Qu’est-ce qu’un « vin nature » ?
C’est un vin issu de raisins de l’agriculture biologique qui est élaboré sans soufre pendant toute la vinification, il n’y a pas de filtration. C’est un retour au savoir-faire d’antan, comme le bio finalement. J’étais dans l’agriculture raisonnée depuis 2000, j’ai choisi de franchir le pas et je ne le regrette pas, même si ça requiert beaucoup d’investissements puisque le bio c’est du préventif, ce n’est pas juste tu ranges les pesticides et ça tourne tout seul.
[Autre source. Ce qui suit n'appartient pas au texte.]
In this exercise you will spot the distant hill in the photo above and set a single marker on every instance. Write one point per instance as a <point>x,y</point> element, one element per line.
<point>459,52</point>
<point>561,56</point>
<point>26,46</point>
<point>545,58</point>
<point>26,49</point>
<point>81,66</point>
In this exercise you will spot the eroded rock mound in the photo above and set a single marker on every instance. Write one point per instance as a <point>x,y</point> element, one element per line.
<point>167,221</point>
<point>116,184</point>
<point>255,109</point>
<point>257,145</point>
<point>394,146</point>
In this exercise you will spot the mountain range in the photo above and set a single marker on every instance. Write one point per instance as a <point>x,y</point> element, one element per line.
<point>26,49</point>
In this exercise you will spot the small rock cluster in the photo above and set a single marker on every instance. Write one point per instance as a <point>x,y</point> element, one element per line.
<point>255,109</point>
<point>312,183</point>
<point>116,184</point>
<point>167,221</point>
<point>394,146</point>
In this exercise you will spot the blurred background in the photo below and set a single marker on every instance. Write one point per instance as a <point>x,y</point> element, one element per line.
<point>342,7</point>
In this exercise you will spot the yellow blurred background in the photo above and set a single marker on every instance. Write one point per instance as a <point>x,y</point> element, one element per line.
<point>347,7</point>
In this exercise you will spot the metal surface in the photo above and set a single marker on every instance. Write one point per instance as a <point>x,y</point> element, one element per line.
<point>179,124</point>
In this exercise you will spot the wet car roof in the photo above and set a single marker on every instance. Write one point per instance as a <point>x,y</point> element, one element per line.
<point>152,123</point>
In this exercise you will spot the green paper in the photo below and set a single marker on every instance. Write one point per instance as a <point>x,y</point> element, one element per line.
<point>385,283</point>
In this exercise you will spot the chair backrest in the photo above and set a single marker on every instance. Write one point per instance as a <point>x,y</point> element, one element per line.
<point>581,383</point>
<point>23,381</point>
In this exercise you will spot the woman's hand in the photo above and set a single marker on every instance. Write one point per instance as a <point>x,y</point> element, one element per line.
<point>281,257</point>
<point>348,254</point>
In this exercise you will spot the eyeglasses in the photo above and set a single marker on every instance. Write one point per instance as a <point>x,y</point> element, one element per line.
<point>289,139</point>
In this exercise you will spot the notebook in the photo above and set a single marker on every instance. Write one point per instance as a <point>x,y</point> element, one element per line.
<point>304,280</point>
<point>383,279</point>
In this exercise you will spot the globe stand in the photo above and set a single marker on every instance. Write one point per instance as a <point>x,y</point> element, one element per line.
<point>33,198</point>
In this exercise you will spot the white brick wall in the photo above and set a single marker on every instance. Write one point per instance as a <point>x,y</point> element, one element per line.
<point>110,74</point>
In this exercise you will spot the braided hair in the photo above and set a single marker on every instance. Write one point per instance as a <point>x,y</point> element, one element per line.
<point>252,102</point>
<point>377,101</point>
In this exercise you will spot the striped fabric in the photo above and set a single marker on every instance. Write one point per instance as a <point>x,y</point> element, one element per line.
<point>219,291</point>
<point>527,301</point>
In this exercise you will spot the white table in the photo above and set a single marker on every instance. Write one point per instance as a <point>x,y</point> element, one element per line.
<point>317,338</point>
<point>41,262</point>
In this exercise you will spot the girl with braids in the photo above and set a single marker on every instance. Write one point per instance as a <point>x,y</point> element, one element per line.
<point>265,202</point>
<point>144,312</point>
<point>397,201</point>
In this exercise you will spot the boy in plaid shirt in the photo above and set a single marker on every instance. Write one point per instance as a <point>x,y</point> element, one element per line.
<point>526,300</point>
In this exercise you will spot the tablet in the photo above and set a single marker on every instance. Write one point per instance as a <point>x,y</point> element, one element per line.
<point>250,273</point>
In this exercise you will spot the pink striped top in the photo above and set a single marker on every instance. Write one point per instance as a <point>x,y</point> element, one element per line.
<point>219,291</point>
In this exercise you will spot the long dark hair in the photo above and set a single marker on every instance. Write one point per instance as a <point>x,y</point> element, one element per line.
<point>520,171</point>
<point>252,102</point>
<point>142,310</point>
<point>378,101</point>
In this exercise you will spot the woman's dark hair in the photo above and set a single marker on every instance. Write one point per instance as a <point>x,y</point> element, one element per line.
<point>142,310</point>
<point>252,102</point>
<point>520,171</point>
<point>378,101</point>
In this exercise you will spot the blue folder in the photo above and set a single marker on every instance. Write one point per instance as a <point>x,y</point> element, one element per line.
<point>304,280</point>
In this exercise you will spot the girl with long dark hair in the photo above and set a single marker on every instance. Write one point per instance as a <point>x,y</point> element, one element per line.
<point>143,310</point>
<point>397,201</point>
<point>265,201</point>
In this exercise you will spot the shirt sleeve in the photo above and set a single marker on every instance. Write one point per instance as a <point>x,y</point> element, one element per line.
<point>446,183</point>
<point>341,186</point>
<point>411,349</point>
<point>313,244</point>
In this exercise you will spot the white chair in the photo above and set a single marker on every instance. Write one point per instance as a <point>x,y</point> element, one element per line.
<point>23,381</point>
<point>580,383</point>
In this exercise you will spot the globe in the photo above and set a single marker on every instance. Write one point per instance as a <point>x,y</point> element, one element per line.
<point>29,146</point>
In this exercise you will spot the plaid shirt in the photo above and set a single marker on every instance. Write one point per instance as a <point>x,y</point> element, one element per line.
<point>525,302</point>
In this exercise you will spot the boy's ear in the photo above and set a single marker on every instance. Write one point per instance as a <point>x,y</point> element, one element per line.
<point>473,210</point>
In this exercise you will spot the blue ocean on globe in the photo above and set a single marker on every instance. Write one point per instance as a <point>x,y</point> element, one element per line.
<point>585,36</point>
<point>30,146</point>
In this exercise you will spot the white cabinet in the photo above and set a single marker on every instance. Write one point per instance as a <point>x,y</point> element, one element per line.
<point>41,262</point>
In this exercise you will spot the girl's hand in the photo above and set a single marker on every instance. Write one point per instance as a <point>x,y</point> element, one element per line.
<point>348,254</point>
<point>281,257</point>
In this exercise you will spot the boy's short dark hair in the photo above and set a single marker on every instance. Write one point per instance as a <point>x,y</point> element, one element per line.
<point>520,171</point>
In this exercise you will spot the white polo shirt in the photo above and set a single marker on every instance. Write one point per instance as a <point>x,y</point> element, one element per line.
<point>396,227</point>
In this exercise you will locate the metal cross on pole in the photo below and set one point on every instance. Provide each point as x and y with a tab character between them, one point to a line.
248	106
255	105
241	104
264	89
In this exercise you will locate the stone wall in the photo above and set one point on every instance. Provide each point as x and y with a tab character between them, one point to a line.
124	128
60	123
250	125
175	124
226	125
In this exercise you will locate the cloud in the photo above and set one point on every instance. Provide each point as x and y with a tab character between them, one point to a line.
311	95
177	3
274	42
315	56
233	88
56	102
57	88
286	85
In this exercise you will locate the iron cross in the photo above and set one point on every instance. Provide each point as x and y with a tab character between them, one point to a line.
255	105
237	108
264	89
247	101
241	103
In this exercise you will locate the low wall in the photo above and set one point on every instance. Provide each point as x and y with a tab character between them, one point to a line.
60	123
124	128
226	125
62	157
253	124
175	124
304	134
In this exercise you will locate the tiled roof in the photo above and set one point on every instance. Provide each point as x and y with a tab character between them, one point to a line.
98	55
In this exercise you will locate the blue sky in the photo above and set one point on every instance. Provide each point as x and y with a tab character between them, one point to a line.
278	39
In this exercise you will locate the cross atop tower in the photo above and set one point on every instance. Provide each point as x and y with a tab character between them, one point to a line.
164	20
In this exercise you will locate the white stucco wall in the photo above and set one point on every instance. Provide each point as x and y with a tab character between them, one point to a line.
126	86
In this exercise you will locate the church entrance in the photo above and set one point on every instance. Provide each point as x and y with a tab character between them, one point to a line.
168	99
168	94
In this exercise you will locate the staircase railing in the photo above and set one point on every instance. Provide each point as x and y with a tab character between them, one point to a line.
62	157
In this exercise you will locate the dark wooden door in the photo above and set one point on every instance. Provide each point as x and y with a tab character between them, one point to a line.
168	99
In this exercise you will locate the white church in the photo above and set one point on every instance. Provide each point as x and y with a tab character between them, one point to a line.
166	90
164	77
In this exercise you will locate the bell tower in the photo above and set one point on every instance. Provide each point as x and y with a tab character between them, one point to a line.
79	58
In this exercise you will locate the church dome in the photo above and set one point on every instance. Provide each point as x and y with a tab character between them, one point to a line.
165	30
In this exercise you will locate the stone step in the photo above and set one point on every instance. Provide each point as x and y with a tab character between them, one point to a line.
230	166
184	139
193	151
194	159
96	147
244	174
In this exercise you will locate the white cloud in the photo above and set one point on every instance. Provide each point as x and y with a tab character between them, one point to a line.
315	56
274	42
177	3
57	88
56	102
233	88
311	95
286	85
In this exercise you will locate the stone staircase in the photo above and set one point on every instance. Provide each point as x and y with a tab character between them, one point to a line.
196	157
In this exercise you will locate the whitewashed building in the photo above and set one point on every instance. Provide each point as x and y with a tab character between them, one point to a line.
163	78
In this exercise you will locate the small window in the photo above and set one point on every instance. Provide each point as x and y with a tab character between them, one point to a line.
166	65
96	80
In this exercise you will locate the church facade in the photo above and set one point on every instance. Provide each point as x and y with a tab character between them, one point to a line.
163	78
On est toujours obligé de travailler en avance. Si on attend que le jardin soit plein de mauvaises herbes, on n’a plus envie de les arracher, c’est pareil pour le bio, il ne faut pas manquer la fenêtre de tir, autrement on traîne ça toute la saison. Après, il faut un bio de bon sens, qui s’intègre au monde et aux préoccupations d’aujourd’hui. Ce type d’agriculture n’est pas une invention récente, nos anciens le faisaient déjà, on revient à leurs valeurs, on redécouvre, et on se rend compte que c’est peut-être mieux pour tout le monde de raisonner ainsi !
En parlant d’écologie, votre investissement pour la pro-tection de l’environnement est apparu très rapidement dans vos décisions pour Bernardswiller, vous qualifiez-vous d’écolo ?
Je pense que je suis un écolo réaliste, je propose des mesures cohérentes avec nos modes de vie. Parmi les mesures importantes dans ce registre, nous avons enclenché « commune nature », ainsi, nous ne traitons plus nos espaces verts avec des pesticides et on fauche moins régulièrement pour laisser sa place à la biodiversité. Nous sommes aussi la première commune du Pays de Sainte Odile à avoir lancé le ramassage des biodéchets. Depuis octobre 2022 nous avons placé des bornes de collecte, une pour 150 habitants, et ça marche bien ! Les ordures sont ensuite utilisées en méthanisation à Marlenheim et ça donne du biogaz ! Autre dispositif, nous bénéficions depuis peu des services de la brigade verte ! C’est une création du Conseil Général du Haut-Rhin qui a 30 ans et dont nous profitons depuis peu dans le Bas-Rhin. Nous avons décidé de faire appel à eux, car les gendarmes sont moins présents sur notre commune, ils ont de plus en plus de choses à gérer au fil des années, mais par ici les taux de fréquentation explosent en été et nous avons parfois besoin de plus de sécurité ou d’interventions de personnes dépositaires de l’autorité. Les agents ont les mêmes droits qu’un policier municipal, mais ils ont une formation particulière à l’environnement et savent réagir en cas d’incivilités dans la nature, c’était selon notre équipe la solution idéale, orientée davantage vers la prévention et la sensibilisation que la verbalisation. La brigade verte est financée à 60% par la commune et à 40% par la CeA, en soi c’est comme les gardes champêtres de l’époque, comme quoi, on revient vraiment en arrière, de la même manière que pour le bio !
Le chiffre : 9
C’est le nombre d’hectares viticoles du Domaine Motz sur les 200h de vignes du ban communal de Bernardswiller.